NHS Chatbot Generation Service is mainly composed of two parts: the chatbot generation
service itself and the Watson Assistant chatbot generated. The chatbot generation service
uses React.js as the frontend framework that allows users to access the generation service
from a browser. For the backend, we chose Django as its framework. We use Django to handle
HTTP requests from the React.js frontend; web scrap all the text information from an NHS
trust's website by Scrapy and use the information retrieving tools as well as the Regular
Expression (Regex) matching method to filter the target information that needs to be stored
in the chatbot cache. After getting the chatbot JSON file, Django will save it in the
MongoDB database for the generation history.
Our users can upload the chatbot file generated by our service to IBM Watson Assistant and
get a customised chatbot for their trust's website. This chatbot is built with a webhook
that consists of Bing API and Azure Cognitive Service for Language. During a real-time
conversation, this webhook handles questions that cannot be easily answered by the cached
information. It first uses Bing API to do an instant web search over the trust's domain.
Next, it will apply Azure Language Service to process the top search results from Bing and
summarise a reasonable answer to reply.
In addition to the two main components, Azure Function is also a key part of the NHS Chatbot
Generation Service because it helps seamlessly exchange information between the various
services we use. For example, the frontend is connected to a Watson Assistant instance for
previewing using a set of Azure Functions. Moreover, every Watson Assistant chatbot we
generated is connected to the instant information-retrieving webhook by an Azure Function.
Overview
Chatbot Generation Service
Chatbot Framework
The chatbot generated by our service uses cached information for predefined questions and Bing API and Azure Cognitive Service for Language for general ones. For the general questions, the chatbot evaluates search results from Bing API and provides a reasonable answer summarised from the top 5 search results by Azure Language Service if the confidence score is high or the top search result with a source link if the confidence score is moderate.
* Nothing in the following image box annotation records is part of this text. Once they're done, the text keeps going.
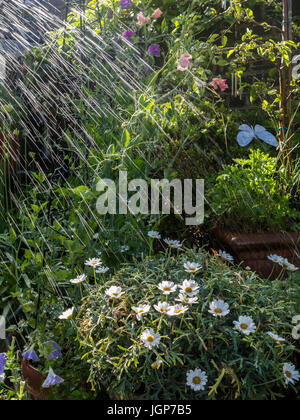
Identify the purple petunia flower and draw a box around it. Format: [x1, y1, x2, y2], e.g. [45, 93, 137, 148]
[23, 349, 40, 362]
[120, 0, 133, 9]
[44, 341, 62, 360]
[143, 65, 153, 74]
[123, 31, 135, 42]
[148, 44, 160, 57]
[0, 353, 6, 383]
[42, 368, 64, 388]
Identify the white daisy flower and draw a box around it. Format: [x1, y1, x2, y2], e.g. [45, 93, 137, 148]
[164, 238, 182, 249]
[151, 359, 163, 369]
[217, 250, 234, 262]
[267, 331, 285, 342]
[208, 299, 230, 317]
[175, 293, 199, 305]
[178, 280, 199, 297]
[131, 305, 151, 321]
[157, 281, 177, 295]
[85, 258, 102, 268]
[153, 302, 170, 314]
[233, 316, 256, 335]
[141, 328, 160, 350]
[70, 274, 87, 284]
[59, 307, 74, 320]
[184, 262, 202, 274]
[267, 254, 284, 264]
[120, 245, 130, 252]
[148, 230, 161, 239]
[283, 363, 300, 385]
[105, 286, 125, 299]
[96, 267, 109, 274]
[186, 369, 207, 391]
[168, 305, 189, 316]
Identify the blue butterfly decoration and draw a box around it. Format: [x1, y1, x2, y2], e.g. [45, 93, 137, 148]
[237, 124, 278, 147]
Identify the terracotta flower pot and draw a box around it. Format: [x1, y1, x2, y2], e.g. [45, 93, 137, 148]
[21, 358, 49, 401]
[214, 230, 300, 280]
[0, 132, 21, 175]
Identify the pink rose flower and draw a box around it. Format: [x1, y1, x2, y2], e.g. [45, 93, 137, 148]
[210, 78, 229, 92]
[137, 12, 151, 25]
[152, 9, 163, 19]
[177, 54, 193, 71]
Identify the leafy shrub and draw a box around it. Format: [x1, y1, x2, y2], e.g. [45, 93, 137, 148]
[77, 246, 294, 400]
[207, 150, 300, 232]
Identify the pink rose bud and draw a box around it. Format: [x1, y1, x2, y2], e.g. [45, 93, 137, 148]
[137, 12, 151, 25]
[152, 9, 163, 19]
[177, 54, 193, 71]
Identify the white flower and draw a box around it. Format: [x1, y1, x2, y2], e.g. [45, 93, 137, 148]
[208, 299, 230, 316]
[186, 369, 207, 391]
[233, 316, 256, 335]
[132, 305, 151, 321]
[164, 238, 182, 249]
[153, 302, 170, 314]
[267, 331, 285, 342]
[70, 274, 87, 284]
[105, 286, 125, 299]
[120, 245, 130, 252]
[175, 293, 198, 305]
[141, 328, 160, 350]
[217, 250, 233, 262]
[96, 267, 109, 274]
[85, 258, 102, 268]
[168, 305, 189, 316]
[184, 262, 202, 274]
[148, 230, 161, 239]
[151, 359, 163, 369]
[59, 307, 74, 319]
[157, 281, 177, 295]
[283, 363, 300, 385]
[267, 254, 284, 265]
[179, 280, 199, 297]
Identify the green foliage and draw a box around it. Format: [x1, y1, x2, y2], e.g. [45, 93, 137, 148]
[207, 149, 300, 232]
[78, 250, 295, 400]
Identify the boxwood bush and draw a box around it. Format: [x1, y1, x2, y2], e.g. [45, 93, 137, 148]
[77, 246, 297, 400]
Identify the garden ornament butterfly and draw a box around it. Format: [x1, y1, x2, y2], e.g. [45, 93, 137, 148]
[237, 124, 278, 147]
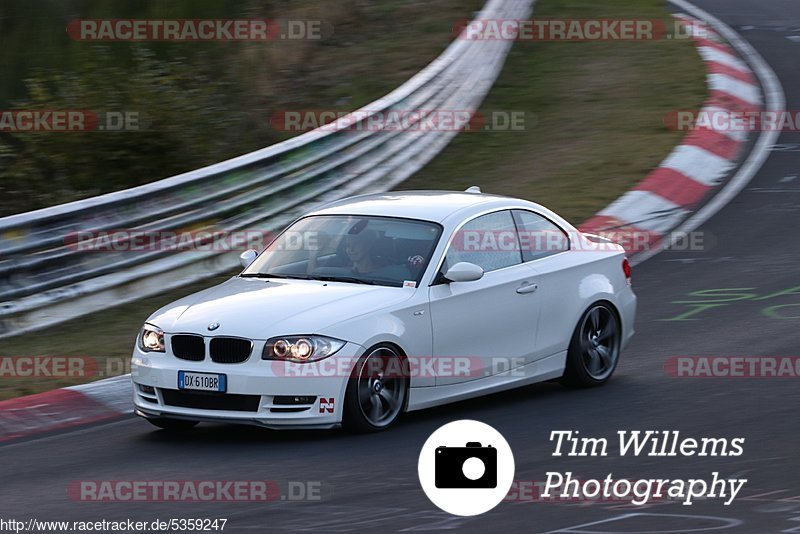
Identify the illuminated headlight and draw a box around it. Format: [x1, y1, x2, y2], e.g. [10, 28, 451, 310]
[261, 336, 345, 363]
[139, 323, 164, 352]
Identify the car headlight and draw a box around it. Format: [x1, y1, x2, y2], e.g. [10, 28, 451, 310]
[139, 323, 164, 352]
[261, 336, 345, 363]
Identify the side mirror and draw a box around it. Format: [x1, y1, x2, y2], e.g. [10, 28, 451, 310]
[239, 248, 258, 268]
[444, 261, 483, 282]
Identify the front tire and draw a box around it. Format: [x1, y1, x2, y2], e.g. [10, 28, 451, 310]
[561, 302, 622, 387]
[147, 417, 199, 432]
[342, 345, 409, 433]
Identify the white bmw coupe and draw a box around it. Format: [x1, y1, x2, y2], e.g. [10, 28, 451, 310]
[132, 191, 636, 431]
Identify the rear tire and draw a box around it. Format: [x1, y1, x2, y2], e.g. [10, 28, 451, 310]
[342, 345, 409, 433]
[561, 302, 622, 387]
[148, 417, 199, 432]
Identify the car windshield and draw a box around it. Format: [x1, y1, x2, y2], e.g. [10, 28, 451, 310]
[241, 215, 441, 287]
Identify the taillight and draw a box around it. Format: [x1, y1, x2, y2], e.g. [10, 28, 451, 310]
[622, 258, 631, 285]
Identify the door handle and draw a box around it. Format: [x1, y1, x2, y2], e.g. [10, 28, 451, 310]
[517, 283, 539, 295]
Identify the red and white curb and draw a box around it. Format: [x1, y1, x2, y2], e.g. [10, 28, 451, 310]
[0, 375, 133, 442]
[581, 14, 762, 253]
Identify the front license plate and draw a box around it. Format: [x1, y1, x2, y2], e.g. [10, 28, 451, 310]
[178, 371, 227, 393]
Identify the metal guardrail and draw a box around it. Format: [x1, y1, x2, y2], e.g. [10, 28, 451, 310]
[0, 0, 533, 338]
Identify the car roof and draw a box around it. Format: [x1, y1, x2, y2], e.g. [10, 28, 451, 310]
[311, 191, 534, 222]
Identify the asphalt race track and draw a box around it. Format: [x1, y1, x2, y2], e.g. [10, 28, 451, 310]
[0, 0, 800, 533]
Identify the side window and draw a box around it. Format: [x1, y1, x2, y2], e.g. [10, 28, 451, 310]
[514, 210, 569, 261]
[442, 210, 522, 272]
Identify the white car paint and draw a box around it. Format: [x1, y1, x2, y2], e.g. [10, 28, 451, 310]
[132, 192, 636, 428]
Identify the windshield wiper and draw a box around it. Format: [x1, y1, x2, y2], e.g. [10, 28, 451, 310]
[311, 275, 380, 286]
[239, 273, 313, 280]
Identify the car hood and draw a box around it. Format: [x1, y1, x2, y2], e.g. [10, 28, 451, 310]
[148, 277, 414, 339]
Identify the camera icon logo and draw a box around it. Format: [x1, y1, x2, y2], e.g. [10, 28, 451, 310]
[434, 441, 497, 488]
[417, 419, 514, 516]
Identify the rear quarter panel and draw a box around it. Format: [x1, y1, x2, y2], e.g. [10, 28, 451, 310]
[530, 245, 636, 358]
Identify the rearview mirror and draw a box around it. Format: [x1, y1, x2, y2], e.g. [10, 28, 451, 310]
[444, 261, 483, 282]
[239, 248, 258, 269]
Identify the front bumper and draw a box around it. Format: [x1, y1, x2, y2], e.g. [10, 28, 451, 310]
[131, 343, 364, 428]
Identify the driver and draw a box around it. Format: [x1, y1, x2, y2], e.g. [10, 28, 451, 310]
[345, 229, 386, 274]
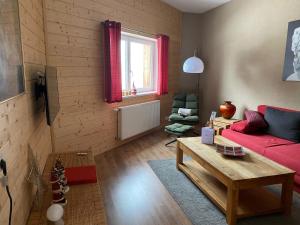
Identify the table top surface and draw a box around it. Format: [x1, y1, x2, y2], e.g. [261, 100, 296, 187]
[177, 136, 295, 181]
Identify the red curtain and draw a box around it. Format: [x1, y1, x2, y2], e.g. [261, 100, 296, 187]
[157, 35, 169, 95]
[102, 20, 122, 103]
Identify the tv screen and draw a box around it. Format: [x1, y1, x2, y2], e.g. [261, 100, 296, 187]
[45, 66, 60, 126]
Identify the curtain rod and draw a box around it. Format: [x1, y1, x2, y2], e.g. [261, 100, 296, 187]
[121, 26, 158, 37]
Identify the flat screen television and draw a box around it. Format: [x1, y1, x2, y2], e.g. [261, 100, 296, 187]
[44, 66, 60, 126]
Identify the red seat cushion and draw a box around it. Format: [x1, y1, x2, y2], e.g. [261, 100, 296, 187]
[265, 144, 300, 185]
[65, 166, 97, 185]
[222, 129, 294, 155]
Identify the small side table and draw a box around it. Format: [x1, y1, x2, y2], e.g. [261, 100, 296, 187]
[213, 117, 240, 135]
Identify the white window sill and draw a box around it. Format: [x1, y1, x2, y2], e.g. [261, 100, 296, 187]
[122, 91, 157, 99]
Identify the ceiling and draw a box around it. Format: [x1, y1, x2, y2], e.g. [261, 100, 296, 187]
[162, 0, 231, 13]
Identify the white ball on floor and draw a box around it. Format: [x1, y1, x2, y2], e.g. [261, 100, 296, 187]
[47, 204, 64, 225]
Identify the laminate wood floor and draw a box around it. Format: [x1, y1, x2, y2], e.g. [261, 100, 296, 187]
[95, 131, 191, 225]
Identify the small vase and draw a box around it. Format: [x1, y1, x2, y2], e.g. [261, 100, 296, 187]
[220, 101, 236, 119]
[131, 82, 137, 95]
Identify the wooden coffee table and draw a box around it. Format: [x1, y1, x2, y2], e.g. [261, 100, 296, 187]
[176, 136, 295, 225]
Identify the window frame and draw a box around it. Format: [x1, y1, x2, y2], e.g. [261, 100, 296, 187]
[121, 31, 158, 95]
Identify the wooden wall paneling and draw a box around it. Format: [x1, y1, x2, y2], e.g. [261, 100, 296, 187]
[0, 0, 51, 225]
[44, 0, 182, 154]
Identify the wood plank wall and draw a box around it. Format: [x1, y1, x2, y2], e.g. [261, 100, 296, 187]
[0, 0, 52, 225]
[44, 0, 182, 154]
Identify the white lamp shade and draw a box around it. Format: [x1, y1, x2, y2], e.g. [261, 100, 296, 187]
[183, 56, 204, 73]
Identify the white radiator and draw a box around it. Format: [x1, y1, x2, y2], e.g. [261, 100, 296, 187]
[118, 100, 160, 140]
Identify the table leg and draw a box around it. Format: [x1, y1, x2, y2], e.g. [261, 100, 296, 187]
[226, 187, 239, 225]
[176, 142, 183, 169]
[281, 176, 294, 215]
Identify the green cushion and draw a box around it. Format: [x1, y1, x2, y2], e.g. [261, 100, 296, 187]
[169, 113, 184, 122]
[184, 116, 199, 122]
[165, 123, 192, 134]
[186, 94, 197, 102]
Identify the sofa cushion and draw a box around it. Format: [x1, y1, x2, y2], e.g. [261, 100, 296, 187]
[265, 108, 300, 142]
[265, 144, 300, 185]
[257, 105, 300, 115]
[245, 110, 268, 133]
[222, 129, 294, 155]
[165, 123, 193, 135]
[169, 113, 184, 122]
[230, 120, 248, 134]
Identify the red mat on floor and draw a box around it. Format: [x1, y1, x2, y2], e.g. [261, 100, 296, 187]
[65, 166, 97, 185]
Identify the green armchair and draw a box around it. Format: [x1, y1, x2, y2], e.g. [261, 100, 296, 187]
[169, 93, 199, 125]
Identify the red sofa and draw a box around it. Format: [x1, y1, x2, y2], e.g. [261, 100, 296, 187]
[222, 105, 300, 193]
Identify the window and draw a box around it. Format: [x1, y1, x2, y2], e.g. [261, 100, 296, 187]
[121, 32, 157, 96]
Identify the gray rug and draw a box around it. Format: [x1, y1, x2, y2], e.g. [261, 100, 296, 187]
[148, 159, 300, 225]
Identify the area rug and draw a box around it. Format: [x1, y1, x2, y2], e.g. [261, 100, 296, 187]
[148, 159, 300, 225]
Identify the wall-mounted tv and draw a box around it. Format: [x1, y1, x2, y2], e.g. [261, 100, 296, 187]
[34, 66, 60, 126]
[45, 66, 60, 125]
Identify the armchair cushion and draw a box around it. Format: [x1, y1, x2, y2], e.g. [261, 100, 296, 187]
[184, 116, 199, 122]
[169, 113, 199, 122]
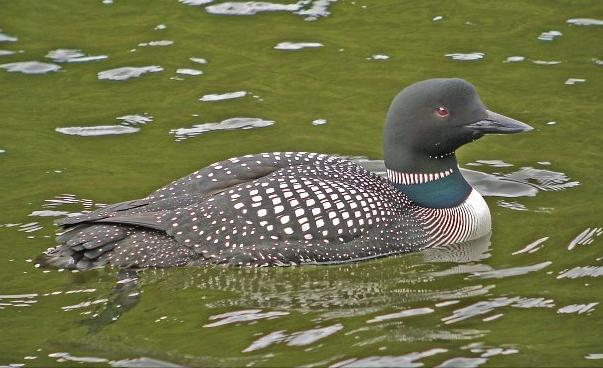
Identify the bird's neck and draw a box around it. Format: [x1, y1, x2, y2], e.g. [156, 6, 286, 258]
[385, 153, 472, 208]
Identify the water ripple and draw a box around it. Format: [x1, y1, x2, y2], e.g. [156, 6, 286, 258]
[567, 227, 603, 250]
[442, 297, 554, 324]
[511, 236, 549, 256]
[565, 78, 586, 85]
[138, 40, 174, 47]
[366, 308, 433, 323]
[538, 30, 563, 41]
[557, 266, 603, 279]
[0, 61, 61, 74]
[46, 49, 108, 63]
[274, 42, 324, 51]
[199, 91, 247, 102]
[0, 29, 19, 42]
[203, 309, 289, 327]
[567, 18, 603, 26]
[436, 357, 488, 368]
[242, 323, 343, 353]
[503, 56, 526, 63]
[557, 303, 599, 314]
[445, 52, 486, 61]
[329, 348, 448, 368]
[176, 68, 203, 75]
[54, 125, 140, 137]
[472, 261, 553, 279]
[170, 117, 274, 141]
[98, 65, 163, 81]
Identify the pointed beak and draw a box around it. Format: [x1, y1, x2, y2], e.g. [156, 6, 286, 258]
[466, 110, 534, 134]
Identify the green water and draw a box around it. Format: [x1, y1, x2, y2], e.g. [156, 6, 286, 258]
[0, 0, 603, 367]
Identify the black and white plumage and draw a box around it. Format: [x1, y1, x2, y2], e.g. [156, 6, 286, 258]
[44, 79, 527, 269]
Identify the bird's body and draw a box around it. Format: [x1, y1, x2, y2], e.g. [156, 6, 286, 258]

If the confidence score is low, the chatbot informs the user it cannot answer the question with a standard response.
If the user's question is recognized as a predefined question, then our chatbot will answer
it based on our web scraping result, as explained in the Dialogue Flow diagram. For this
part, we create an information-retrieving process to fetch all the information we need from
the given NHS Trust website. For specific information such as phone number opening times and
address, our process starts by taking the domain from the frontend then we crawl all the
URLs under the domain. After this step is finished, we get content from the Domain. This
part contains two sub-process: filter URL by its title and does web scraping based on the
filtered URL. Then we moved on to the next step called Data Extraction. This step contains
two sub-process as well, Tokenization by IBM NLU to split the unstructured data we get on
the webpage into pieces and match the key information we need by Regex.
Finally, we combined everything and make it into our DialogJSON. We also managed to cache
some general answers locally with the aid of our Azure Functions to avoid further costs for
Bing API. It can help us to remain consistent in our answers as well.